Statistical analysis was employed using the R software (version 4.3.2; https://www.R-project.org). Using a theoretical ratio of 3:1, patients were randomly split into the derivation cohort, responsible for screening variables and constructing the model, and the internal validation cohort, which was used to verify the results obtained. At the same time, data from two independent external validation cohorts were applied to testify the generalizability and validity of the proposed model. Categorical variables are presented as the number and percentage. On the other hand, continuous variables are presented as the mean (standard deviation [SD]) or the median (interquartile range [IQR]) as appropriate according to the normal distribution attributes. The predictive performance of the model was assessed using the receiver operating characteristic (ROC) curve.
We performed a least absolute shrinkage and selection operator (LASSO) regression algorithm to select features initially in the derivation cohort [20]. The tenfold cross-validation method was employed to choose the optimal regularization parameter λ (minimizes the binomial deviance: λ-min = 0.01). To balance the model's complexity and performance, 7 variables with nonzero coefficients were finally retained according to the critical value setting as λ-1se = 0.03. The proportional hazards assumption was checked using the Schoenfeld residuals, and all selected variables exhibited equally without time-course fluctuation. By incorporating these LASSO-selected variables, a multivariate Cox proportional hazards regression was utilized to identify independent risk factors of HCC, which were finally visualized in the resulting nomogram.
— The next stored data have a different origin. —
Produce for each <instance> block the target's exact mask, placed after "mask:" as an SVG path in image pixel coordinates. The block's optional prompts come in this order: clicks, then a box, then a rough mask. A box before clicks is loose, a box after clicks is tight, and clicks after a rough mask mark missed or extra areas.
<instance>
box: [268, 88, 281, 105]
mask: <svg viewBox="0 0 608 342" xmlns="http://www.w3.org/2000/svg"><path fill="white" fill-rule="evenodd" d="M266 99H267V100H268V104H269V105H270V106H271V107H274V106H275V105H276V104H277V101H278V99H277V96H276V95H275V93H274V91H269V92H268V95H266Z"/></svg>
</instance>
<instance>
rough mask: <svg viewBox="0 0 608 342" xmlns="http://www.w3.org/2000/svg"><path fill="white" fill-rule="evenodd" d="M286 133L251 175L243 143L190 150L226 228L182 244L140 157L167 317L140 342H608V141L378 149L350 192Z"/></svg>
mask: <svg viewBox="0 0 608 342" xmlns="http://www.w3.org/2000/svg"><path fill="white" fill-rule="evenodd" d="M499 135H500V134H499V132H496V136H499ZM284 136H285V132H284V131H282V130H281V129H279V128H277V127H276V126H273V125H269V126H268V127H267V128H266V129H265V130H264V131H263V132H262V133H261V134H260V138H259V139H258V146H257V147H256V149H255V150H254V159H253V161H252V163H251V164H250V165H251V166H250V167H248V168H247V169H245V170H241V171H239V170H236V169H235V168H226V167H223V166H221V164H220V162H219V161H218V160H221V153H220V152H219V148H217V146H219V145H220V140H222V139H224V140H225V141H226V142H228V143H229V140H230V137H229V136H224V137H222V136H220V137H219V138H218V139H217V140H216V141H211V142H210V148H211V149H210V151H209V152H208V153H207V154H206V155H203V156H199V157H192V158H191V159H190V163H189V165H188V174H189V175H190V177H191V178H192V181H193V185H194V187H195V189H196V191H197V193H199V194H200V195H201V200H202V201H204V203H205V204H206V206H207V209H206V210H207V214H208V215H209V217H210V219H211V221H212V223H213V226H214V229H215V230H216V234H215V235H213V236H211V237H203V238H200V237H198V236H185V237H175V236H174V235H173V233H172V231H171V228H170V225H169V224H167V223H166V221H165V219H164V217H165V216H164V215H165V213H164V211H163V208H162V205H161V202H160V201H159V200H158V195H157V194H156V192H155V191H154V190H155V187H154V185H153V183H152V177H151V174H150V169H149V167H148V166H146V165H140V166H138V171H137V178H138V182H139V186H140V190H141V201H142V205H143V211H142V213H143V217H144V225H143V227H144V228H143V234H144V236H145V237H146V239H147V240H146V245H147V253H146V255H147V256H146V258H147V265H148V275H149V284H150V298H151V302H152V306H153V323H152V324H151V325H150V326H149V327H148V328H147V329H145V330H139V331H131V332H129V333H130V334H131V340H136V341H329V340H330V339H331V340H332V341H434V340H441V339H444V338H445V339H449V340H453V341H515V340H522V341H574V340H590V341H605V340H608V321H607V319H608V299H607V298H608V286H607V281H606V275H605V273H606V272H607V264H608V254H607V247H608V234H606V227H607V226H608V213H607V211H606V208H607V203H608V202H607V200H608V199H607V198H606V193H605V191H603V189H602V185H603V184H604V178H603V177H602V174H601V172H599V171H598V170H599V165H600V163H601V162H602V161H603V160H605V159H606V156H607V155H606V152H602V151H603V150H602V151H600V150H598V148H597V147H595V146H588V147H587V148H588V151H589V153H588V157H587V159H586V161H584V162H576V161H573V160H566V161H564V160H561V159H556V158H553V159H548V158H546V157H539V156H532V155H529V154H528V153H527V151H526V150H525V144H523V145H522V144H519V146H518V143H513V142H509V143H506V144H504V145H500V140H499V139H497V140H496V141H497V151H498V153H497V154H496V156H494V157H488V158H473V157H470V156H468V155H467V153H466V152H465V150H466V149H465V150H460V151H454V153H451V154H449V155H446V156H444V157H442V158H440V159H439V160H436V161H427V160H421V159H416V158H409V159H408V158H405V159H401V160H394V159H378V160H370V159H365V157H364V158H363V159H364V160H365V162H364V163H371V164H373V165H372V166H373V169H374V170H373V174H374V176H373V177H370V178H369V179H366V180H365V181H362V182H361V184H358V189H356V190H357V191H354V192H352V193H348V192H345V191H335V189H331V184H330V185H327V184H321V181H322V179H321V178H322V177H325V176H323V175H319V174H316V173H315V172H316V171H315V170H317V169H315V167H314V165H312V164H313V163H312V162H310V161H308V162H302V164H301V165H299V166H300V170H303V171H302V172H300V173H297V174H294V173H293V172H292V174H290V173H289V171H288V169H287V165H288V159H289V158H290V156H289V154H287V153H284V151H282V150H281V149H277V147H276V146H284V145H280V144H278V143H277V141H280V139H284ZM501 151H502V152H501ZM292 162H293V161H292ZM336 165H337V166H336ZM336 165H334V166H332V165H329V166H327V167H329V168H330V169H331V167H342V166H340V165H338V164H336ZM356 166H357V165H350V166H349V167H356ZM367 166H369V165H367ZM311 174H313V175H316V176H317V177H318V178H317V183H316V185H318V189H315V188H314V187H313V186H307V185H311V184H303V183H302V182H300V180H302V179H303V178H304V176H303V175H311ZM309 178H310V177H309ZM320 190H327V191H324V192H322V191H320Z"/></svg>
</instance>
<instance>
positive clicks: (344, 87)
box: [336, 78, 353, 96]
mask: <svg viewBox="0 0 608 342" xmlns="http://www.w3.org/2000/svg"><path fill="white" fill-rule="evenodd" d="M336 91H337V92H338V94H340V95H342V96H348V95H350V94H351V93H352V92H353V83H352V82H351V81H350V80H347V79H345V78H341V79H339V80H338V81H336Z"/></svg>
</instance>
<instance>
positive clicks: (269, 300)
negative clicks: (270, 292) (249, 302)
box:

We also assembled several validation approaches to evaluate the prediction model's accuracy across the derivation and validation cohorts. Regarding the predictive performance, we evaluated and compared both their discrimination and calibration abilities. The discriminative ability of our proposed nomogram was estimated in terms of Harrell's concordance index (c-index), along with the time-dependent area under the curve (tdAUC) at 3, 5, and 8 years. On the other hand, the model's consistency was assessed using the calibration curve, as shown in plots of estimated versus observed probabilities and the Hosmer-Lemeshow goodness of fit test [21]. Additionally, the X-tile software was employed to identify three risk strata associated with HCC development based on the total score derived from the nomogram, categorizing the participants into the low-, intermediate-, and high-risk groups. The Kaplan-Meier method for each risk group at different stages was constructed, and the cumulative HCC development between groups was analyzed using the log-rank test. A P value of < 0.05 was regarded as statistically significant.